Converters, amps, and power management ICs (PMICs), along with some commodity low-cost logic circuits, are contained in TI’s Analog segment, which makes up 77% of total revenue and 83% of profits.

Microcontrollers, which control motor functsion (i.e, a car’s braking system or windshield wipers) and DSPs1 are grouped into the somewhat lumpier, more competitive, slower growth Embedding Processing segment:

TI’s chips may not have the sex appeal of cutting edge advanced processors designed by Nvidia and AMD, but without them the electronic devices we take for granted don’t work. These ~$0.40 circuits are pervasive, splayed on circuit boards embedded in systems that control powertrains, x-ray machines, airbags, manufacturing and testing equipment….basically anything that runs on electricity and kicks back in response to physical stimuli. Whereas Intel and AMD sell a handful of CPU designs in massive volume to enormous end markets (smartphones, PCs, and servers), Texas Instruments maintains a catalog of 85k products fragmented across a vast array of use cases.

This wasn’t always the case.

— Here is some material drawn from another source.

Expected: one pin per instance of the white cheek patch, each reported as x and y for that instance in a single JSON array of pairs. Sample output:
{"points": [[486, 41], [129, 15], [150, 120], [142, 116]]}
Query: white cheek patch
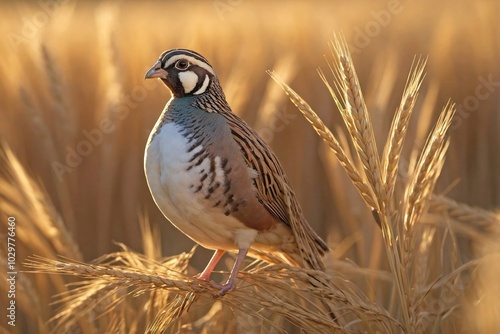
{"points": [[188, 79], [203, 87]]}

In 2005, most of TI’s revenue came from baseband modems and application processors found in cell phones, digital cameras, tablets, and other consumer electronics. These end markets are challenging because design cycles are short, tied as they are to the progression of packaging technologies and Moore’s Law. Revenue from a given design might peak within a year or two of launch and is, moreover, concentrated among OEMs with the bargaining power to negotiate favorable terms. So the company spent the better part of a decade unwinding its wireless exposure and mixing toward Analog and Embedded Processing products sold into Industrials and Autos, a journey hastened by its $3bn divesture of sensor and controls business, Sensata, to Bain in 2006, followed by the $6bn purchase of National Semiconductor in 2011, its last major acquisition2. Today, around 60% of TI’s revenue comes from Industrial and Auto.